KOBEST: Korean Balanced Evaluation of Significant Tasks
This addresses the problem of limited evaluation resources for Korean NLP, though it is incremental as it adapts benchmark concepts to a low-resource language.
The authors tackled the lack of Korean-language benchmarks for evaluating language models by creating KoBEST, a benchmark with five tasks requiring advanced Korean linguistic knowledge, achieving human-annotated high-quality data with baseline models and human performance results.

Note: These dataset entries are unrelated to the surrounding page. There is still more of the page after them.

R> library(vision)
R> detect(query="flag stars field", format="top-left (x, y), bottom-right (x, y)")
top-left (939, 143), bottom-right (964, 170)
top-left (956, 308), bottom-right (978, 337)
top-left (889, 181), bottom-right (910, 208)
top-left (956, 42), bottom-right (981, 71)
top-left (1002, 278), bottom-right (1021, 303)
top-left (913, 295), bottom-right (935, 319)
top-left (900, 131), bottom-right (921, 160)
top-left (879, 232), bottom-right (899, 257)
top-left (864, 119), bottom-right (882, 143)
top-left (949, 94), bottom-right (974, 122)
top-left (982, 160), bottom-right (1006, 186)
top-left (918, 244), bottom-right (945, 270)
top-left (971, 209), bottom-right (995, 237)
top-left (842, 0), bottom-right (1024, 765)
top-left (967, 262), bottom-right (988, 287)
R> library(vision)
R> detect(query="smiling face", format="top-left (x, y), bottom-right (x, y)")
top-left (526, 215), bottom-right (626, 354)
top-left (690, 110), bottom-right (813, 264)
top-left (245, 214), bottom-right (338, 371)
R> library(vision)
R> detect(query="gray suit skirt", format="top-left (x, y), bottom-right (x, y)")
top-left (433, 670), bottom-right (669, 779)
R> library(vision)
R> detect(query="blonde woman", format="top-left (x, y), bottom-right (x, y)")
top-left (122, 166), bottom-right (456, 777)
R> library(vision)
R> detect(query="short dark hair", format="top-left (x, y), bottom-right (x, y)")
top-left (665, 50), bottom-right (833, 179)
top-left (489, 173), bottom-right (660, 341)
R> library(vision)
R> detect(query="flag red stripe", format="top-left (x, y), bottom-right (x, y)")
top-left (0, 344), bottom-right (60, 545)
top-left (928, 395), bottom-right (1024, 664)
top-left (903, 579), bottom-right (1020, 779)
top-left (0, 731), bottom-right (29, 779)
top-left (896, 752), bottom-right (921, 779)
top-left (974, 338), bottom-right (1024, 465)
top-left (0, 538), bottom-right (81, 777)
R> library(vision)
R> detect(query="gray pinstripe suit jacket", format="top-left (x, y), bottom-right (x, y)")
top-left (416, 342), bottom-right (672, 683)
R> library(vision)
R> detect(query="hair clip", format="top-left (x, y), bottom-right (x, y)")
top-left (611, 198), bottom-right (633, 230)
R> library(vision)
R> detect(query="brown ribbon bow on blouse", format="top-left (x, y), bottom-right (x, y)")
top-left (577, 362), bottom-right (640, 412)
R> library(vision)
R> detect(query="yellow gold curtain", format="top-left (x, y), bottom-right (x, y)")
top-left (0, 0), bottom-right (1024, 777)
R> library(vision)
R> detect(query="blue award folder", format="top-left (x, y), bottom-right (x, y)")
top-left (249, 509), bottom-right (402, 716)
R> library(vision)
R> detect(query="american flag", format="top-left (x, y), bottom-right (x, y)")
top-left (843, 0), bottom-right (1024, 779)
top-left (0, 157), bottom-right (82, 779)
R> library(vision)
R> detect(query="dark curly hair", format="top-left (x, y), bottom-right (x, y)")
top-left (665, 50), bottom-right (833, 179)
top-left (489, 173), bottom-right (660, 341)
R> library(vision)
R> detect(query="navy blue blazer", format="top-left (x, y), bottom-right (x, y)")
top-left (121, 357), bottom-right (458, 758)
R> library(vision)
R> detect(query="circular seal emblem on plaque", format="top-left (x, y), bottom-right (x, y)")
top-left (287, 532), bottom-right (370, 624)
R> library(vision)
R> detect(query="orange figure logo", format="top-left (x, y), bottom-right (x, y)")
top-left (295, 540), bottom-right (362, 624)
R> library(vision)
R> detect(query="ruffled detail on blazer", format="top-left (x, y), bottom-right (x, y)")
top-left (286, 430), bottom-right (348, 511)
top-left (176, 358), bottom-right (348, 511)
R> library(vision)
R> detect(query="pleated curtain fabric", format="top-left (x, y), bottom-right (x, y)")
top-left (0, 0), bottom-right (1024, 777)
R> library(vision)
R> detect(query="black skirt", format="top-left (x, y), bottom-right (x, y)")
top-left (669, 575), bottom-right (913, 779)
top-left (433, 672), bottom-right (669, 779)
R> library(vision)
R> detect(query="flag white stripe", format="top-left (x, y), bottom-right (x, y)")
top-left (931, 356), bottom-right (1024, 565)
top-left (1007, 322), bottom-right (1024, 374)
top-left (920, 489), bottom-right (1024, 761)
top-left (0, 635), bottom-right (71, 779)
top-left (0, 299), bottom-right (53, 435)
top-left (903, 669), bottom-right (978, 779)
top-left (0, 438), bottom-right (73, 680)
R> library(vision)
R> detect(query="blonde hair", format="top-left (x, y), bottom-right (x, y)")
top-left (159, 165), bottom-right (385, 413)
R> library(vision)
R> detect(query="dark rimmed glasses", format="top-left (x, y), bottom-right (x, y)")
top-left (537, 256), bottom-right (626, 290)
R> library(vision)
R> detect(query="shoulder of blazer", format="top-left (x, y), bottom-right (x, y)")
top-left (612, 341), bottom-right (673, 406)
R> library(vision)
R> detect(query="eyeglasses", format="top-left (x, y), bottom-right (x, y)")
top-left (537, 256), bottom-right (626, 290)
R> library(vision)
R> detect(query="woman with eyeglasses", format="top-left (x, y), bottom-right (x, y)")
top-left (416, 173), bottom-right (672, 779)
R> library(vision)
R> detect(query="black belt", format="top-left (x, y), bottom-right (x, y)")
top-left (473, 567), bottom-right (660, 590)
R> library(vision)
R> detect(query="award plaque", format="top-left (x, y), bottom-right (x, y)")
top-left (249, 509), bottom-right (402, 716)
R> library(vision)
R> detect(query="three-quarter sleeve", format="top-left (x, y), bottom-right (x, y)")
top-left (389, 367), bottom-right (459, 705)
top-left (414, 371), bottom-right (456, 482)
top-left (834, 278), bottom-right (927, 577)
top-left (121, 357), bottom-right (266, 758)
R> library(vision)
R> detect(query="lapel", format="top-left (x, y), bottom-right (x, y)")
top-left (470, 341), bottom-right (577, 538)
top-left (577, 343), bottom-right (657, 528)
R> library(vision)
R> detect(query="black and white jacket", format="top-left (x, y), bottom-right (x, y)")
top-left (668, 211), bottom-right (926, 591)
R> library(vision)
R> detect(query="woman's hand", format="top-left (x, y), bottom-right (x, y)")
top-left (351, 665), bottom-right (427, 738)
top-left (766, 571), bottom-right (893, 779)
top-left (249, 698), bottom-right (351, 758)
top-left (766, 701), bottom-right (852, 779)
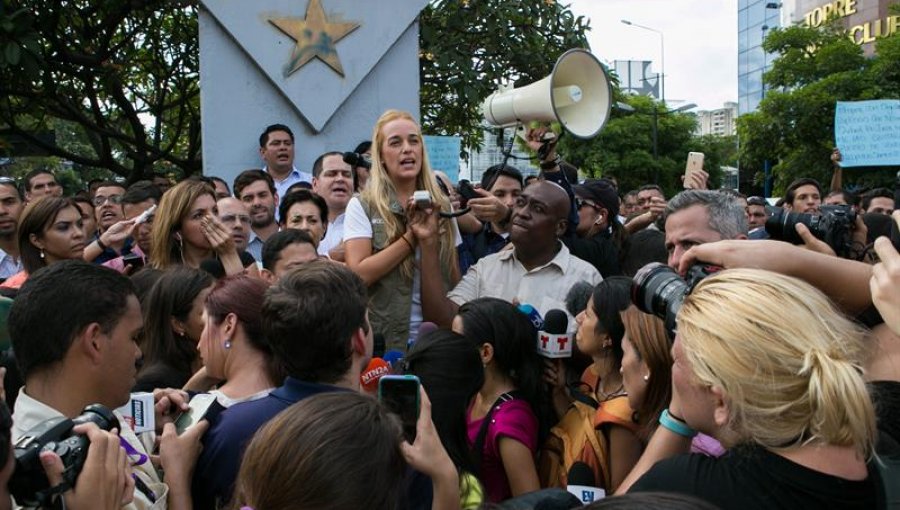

A well-formulated benchmark plays a critical role in spurring advancements in the natural language processing (NLP) field, as it allows objective and precise evaluation of diverse models. As modern language models (LMs) have become more elaborate and sophisticated, more difficult benchmarks that require linguistic knowledge and reasoning have been proposed. However, most of these benchmarks only support English, and great effort is necessary to construct benchmarks for other low resource languages. To this end, we propose a new benchmark named Korean balanced evaluation of significant tasks (KoBEST), which consists of five Korean-language downstream tasks. Professional Korean linguists designed the tasks that require advanced Korean linguistic knowledge. Moreover, our data is purely annotated by humans and thoroughly reviewed to guarantee high data quality. We also provide baseline models and human performance results. Our dataset is available on the Huggingface.